Readiness for Implementation

Even during the strict lockdown phases in view of pandemic situation, all efforts were made to ensure market continuity because Stock Markets are critical for the economy.

The amendments to the Stamp Act and the rates have been in public domain since February 2019 (when Finance Act, 2019 was notified) and market had enough time to prepare for this.
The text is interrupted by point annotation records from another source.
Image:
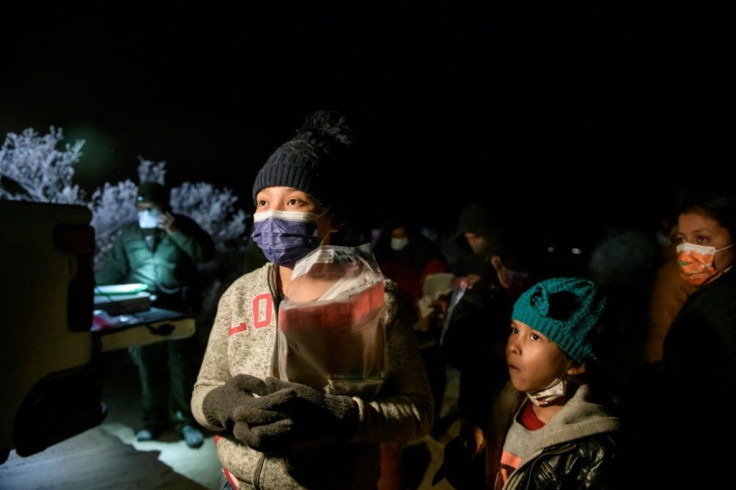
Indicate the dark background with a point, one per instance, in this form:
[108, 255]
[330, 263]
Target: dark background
[563, 116]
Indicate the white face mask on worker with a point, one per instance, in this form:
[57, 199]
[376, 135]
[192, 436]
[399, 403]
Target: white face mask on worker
[148, 218]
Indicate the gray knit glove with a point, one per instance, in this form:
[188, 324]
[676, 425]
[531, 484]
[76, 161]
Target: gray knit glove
[221, 403]
[299, 412]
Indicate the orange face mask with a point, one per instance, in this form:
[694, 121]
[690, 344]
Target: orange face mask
[697, 263]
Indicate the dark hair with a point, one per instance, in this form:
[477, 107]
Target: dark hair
[719, 206]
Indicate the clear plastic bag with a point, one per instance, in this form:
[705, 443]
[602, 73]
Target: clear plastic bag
[330, 333]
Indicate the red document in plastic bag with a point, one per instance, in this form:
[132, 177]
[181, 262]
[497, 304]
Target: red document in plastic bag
[330, 333]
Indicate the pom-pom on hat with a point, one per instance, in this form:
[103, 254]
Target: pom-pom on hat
[154, 193]
[309, 161]
[567, 311]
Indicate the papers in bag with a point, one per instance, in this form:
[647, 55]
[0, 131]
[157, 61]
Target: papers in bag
[330, 333]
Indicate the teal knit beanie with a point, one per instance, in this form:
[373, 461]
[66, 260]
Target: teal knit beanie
[566, 310]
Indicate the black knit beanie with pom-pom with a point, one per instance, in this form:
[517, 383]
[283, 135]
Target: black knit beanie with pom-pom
[312, 161]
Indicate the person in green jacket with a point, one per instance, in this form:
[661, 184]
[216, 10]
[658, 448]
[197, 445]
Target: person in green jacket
[162, 250]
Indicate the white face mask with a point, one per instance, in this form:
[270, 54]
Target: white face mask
[399, 243]
[553, 391]
[148, 218]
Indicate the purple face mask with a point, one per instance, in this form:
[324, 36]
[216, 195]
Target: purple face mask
[285, 236]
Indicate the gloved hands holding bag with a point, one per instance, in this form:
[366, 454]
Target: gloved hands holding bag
[304, 413]
[220, 404]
The operational systems of Stock Exchanges, Clearing Corporations, Depositories, CCIL and RTI/ STAs are all set / prepared to roll out the relevant provisions of amended Indian Stamp Act 1899 and rules made thereunder from 1st July, 2020.

The Regulators (RBI & SEBI) have been authorized by the Central Government under the Indian Stamp Act, 1899 to issue clarificatory circulars/ operational guidelines on specific issues so as to ensure smooth implementation from 1st July, 2020.